Bloomberg published a recent article on how the Trump administration’s proposal to radically reinterpret the obscure “public charge” provision is contrary to the administration’s pledge to reduce paperwork and other regulatory burdens. As I previously wrote here, the Trump proposal would require immigration officials to predict whether an immigrant who is otherwise eligible for a green card might receive even small amounts of supplementary assistance (like SNAP and Medicaid) at any time in the future.

The Bloomberg article does a good job of highlighting some of the new burdens the proposal would place on visa applicants. Unfortunately, the article underestimates the impact of the proposal by saying that “it is expected to affect some 383,000 people annually.”

Four broad categories of people will be directly subject to the proposed test:

  • People in the United States seeking to adjust their status and become “lawful permanent residents” (LPRs, or “green card” holders): 383,000 people annually;

  • People outside the United States applying for family, diversity, and certain employment-based visas to become LPRs: 500,000–600,000 people annually;

  • People outside the United States applying for a “nonimmigrant” visa to temporarily stay in the United States: roughly 9–11 million annually; and

  • “Nonimmigrants” in the United States applying for an extension of stay or change of nonimmigrant status: about 516,000 people annually.

People in the first two categories — particularly the ones who are otherwise eligible for green cards to reunite with spouses or other family members — are the most at-risk under the proposal. All together, some 900,000 to 1 million people annually will be directly subject to the radical new test.

Nonimmigrants are generally ineligible for the kinds of benefits (including Medicaid and SNAP) that the proposal says will make someone a “public charge.” But they are still likely to face a lot more hassles and burdens under new test.

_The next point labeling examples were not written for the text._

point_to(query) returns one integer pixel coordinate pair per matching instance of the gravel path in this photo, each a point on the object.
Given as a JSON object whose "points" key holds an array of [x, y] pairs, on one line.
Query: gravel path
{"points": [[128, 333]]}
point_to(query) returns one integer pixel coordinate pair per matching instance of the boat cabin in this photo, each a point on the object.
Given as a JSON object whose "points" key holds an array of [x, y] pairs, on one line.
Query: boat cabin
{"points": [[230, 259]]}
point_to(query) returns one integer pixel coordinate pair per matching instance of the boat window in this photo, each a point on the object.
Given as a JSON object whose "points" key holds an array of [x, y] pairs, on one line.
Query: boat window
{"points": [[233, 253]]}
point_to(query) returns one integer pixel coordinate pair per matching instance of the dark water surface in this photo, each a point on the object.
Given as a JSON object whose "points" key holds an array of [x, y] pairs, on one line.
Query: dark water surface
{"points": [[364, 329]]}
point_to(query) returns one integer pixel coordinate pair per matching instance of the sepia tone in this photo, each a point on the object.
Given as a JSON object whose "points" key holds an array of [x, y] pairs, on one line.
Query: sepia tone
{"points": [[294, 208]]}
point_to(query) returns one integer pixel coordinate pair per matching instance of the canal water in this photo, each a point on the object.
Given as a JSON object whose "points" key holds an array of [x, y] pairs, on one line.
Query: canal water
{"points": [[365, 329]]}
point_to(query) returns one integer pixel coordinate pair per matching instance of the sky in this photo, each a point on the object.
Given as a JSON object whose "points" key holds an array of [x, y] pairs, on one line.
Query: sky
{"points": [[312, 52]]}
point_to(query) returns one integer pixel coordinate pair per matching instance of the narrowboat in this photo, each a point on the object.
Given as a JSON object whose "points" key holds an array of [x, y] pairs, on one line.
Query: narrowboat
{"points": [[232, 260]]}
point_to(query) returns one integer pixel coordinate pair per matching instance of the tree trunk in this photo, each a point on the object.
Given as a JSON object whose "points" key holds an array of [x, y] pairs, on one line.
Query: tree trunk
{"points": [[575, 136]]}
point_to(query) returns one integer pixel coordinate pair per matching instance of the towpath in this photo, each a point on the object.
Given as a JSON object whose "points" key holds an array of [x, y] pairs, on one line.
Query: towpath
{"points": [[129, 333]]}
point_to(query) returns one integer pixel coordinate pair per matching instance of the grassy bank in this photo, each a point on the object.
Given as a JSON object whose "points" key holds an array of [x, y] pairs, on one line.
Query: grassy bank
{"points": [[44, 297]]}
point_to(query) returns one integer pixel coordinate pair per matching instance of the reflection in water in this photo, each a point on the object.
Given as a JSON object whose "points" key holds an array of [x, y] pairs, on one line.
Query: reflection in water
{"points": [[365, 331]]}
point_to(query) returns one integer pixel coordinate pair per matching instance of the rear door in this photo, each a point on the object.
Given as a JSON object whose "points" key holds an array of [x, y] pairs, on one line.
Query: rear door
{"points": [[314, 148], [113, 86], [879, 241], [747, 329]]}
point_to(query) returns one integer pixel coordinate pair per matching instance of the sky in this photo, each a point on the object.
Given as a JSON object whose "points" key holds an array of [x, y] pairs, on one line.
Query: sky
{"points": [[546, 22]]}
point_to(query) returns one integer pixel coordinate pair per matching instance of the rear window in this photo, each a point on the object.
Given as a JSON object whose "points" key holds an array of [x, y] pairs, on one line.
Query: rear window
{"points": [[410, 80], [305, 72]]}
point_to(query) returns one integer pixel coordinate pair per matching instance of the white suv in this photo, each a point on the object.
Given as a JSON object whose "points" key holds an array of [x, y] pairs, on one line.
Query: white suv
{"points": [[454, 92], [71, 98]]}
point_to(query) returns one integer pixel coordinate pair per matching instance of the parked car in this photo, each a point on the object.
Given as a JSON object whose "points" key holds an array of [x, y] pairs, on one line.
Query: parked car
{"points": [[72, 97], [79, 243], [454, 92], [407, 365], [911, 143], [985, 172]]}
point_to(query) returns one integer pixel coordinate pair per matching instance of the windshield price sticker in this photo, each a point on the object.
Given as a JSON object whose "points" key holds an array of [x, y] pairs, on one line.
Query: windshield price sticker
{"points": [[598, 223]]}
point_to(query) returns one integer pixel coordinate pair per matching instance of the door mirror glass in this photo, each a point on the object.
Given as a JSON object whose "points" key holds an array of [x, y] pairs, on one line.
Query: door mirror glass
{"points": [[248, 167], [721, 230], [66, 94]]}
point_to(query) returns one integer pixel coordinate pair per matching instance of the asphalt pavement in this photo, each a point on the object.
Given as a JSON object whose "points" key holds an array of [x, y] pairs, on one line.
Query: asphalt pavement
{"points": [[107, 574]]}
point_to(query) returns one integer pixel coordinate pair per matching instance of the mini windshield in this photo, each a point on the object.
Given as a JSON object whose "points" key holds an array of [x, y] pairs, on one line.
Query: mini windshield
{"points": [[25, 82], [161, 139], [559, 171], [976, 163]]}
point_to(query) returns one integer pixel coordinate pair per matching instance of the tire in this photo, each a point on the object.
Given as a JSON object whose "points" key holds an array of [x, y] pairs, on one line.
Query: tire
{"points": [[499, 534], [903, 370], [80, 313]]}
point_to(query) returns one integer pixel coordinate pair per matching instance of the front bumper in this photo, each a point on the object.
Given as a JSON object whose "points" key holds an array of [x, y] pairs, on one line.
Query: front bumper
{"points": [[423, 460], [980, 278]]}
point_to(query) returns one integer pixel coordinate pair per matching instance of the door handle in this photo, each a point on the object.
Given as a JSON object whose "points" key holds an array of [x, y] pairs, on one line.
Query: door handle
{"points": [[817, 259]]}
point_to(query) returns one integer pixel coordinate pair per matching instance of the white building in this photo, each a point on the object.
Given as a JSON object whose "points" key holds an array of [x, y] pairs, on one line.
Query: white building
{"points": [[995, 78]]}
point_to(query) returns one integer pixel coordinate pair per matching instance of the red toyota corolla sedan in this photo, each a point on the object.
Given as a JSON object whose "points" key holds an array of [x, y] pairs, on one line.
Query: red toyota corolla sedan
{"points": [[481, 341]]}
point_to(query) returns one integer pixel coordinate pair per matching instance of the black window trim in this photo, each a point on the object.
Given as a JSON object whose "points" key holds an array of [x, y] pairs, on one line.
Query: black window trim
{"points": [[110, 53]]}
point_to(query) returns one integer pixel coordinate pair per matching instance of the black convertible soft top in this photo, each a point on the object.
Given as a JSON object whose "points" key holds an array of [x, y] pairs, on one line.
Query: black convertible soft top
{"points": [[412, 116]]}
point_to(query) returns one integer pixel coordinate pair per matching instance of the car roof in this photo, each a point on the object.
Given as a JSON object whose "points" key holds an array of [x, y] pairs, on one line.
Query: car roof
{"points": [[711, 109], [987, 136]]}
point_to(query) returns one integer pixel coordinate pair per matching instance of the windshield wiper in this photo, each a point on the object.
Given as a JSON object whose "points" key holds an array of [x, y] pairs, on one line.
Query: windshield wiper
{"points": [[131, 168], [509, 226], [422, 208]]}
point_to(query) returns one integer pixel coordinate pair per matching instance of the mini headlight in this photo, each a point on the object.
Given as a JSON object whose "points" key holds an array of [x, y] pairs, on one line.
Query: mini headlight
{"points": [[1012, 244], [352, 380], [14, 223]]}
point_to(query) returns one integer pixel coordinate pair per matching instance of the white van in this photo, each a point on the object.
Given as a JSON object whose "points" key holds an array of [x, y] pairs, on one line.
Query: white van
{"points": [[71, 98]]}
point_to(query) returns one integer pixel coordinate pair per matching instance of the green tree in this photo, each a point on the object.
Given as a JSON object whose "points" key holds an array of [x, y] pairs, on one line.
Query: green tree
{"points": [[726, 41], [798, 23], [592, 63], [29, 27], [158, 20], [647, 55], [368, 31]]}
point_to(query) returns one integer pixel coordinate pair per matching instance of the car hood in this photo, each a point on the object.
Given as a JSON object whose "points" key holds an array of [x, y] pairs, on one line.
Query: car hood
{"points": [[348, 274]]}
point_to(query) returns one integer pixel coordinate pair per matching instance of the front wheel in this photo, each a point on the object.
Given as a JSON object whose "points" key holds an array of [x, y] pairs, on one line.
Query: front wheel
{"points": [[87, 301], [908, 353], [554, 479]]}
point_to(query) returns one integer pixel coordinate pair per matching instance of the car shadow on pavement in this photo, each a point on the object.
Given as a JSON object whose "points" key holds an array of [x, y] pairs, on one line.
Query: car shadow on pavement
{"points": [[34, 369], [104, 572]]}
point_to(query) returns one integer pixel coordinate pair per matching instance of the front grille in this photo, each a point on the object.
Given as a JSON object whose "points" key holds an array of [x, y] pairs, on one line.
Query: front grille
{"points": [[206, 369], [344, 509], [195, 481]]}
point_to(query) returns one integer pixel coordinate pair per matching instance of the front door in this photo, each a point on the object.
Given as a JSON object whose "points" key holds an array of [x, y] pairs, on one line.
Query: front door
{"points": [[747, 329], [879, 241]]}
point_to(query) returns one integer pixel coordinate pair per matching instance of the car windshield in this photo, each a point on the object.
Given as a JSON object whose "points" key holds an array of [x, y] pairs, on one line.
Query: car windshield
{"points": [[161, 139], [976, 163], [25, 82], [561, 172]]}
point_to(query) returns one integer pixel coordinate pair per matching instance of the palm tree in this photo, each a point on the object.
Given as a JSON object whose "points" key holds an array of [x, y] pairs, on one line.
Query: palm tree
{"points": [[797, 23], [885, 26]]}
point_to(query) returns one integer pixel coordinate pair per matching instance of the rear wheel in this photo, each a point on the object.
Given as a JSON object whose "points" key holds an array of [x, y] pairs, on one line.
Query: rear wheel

Beyond the 900,000 to 1 million people directly subject to the new test, there will be at least 1 million US citizens annually that could be impacted by the test. These are the husbands, wives, and other relatives who are sponsoring those 900,000 to 1 million people seeking green cards. When immigration officials use the new test to deny a green card to an otherwise eligible person, they will be separating families on a scale even more massive than has been the case to date.

Finally, as the Department of Human Services acknowledges, the proposal will have many other negative impacts, including on local economies, heath care providers, and others.